How can a flash drive spread a virus?
How can a virus be spread from a USB flash drive besides the autorun.inf
?
Can boot sector viruses infect thumb drives?
Solution 1:
There must be something that launches the virus, and there's no common way except for autorun.inf
. Bootsector is read only on system boot, not when OS is operational.
That means if autorun.inf
is disabled – you can relax unless no virus/useful-software enables it back again, or you run it manually :)
UPD: Sometimes a bug is found in some data-processing software: image/PDF viewers, video codecs, etc. If the bug allows to execute arbitrary code, a virus can enter your system inside the thumbnails generation process: this happens when a virus is hidden within some file's data in a way so it's executed by the buggy decoder. It's a rare case, however. Just keep your OS/software/libraries up to date and you're more or less secured :)
Solution 2:
Danger! The existing answers make it sound as if disabling autorun.inf
makes it perfectly safe to insert untrusted flash drives. That is false.

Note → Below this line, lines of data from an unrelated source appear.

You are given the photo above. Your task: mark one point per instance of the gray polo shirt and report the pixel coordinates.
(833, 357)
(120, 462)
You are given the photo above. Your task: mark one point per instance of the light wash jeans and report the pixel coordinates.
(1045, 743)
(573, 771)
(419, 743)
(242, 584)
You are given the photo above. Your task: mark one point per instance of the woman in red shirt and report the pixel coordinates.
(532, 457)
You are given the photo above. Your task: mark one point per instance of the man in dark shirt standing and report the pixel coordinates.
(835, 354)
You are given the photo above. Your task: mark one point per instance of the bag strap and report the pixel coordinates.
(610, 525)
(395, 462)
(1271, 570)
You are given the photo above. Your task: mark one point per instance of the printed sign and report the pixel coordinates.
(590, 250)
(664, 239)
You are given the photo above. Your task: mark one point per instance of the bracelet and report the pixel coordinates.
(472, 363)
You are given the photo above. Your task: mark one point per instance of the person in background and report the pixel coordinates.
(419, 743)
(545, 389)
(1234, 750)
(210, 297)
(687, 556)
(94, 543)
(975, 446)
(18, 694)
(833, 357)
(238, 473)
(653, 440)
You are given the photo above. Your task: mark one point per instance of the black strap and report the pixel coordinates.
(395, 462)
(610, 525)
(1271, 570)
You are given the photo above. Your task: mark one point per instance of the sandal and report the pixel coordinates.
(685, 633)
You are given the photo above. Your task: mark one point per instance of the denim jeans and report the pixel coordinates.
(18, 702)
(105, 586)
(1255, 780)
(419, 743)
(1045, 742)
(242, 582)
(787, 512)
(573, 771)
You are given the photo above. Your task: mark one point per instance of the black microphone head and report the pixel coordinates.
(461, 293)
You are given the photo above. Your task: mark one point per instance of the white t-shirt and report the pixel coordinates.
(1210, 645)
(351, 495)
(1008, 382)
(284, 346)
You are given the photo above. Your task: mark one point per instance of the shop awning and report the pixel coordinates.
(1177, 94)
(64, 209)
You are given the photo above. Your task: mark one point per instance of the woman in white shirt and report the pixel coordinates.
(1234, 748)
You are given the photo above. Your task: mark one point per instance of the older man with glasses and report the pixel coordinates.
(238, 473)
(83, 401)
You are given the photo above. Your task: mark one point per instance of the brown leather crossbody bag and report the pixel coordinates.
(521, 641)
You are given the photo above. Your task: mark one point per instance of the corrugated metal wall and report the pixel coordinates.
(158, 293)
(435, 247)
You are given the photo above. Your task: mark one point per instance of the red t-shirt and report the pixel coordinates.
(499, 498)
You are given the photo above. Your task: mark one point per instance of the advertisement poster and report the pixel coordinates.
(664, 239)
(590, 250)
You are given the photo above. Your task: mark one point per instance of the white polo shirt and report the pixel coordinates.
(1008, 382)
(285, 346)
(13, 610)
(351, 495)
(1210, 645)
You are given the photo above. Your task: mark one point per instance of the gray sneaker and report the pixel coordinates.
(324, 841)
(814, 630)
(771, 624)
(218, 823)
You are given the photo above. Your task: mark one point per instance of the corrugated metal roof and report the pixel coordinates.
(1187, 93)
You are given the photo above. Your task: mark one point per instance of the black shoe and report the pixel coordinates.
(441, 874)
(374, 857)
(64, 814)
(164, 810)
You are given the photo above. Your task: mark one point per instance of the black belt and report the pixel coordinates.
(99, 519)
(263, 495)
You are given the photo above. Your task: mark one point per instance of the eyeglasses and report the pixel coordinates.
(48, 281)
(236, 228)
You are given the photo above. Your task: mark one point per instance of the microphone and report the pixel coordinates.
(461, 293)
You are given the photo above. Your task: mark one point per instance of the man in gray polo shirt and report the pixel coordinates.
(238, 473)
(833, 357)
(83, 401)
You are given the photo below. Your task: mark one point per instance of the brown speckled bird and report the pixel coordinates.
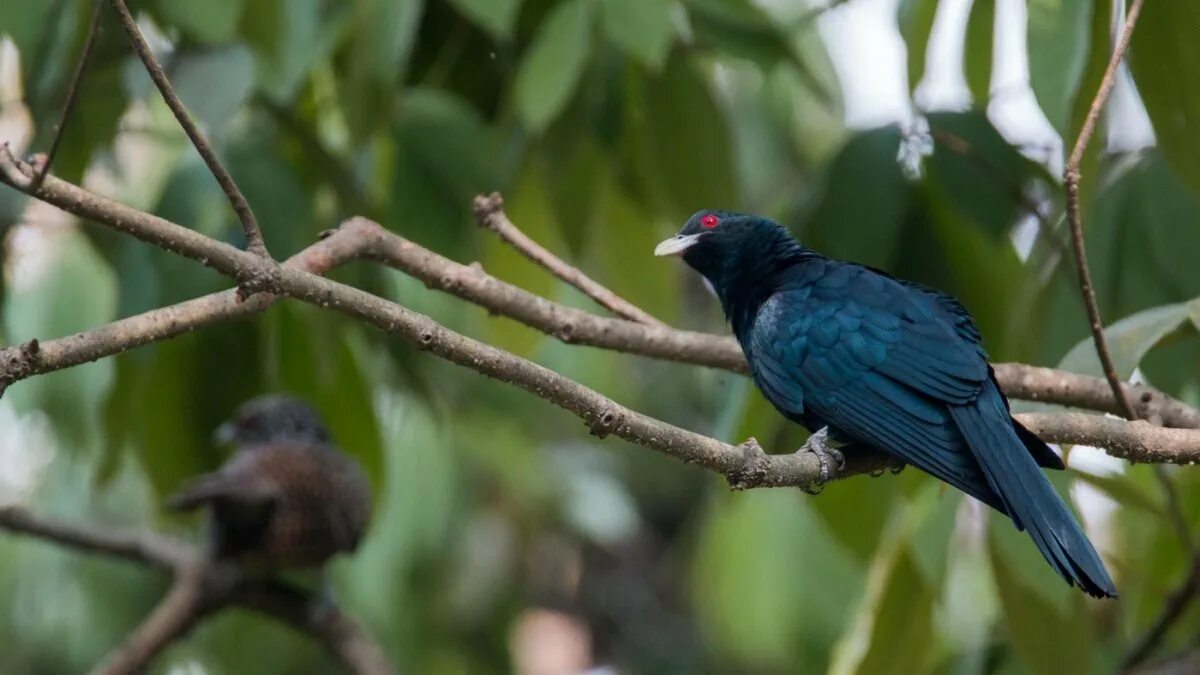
(287, 497)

First up, once an attacker can run code on your machine, it isn't your machine anymore, and anything could happen. One possibility (if you're running as administrator, or if the virus leverages an elevation-of-privilege vulnerability) is that it rewrites your boot sector.
In the golden age of flash drive viruses, they were indeed mostly spread by rewriting the autorun.inf
of new drives. There's also the possibility, however, of modifying programs or documents on the drive to do bad things. Again, once you run a malicious program, it's effectively game over; it doesn't matter how it started running.
The most treacherous way of hijacking flash drives, however, is to rewrite their firmware. Several models of flash drives support reflashing, and it could be done automatically with a little effort on the part of the virus writer. Changes to the firmware could cause the USB device to enumerate as a keyboard and type things into your computer that result in the execution of bad stuff. (Windows+R, http://dubious.bad/pwn.exe
, Enter anyone?) There are devices on the market specifically designed to allow this, but reflashing can turn good devices bad.
So yes, there are non-autorun.inf
ways for flash drive viruses to ruin your day.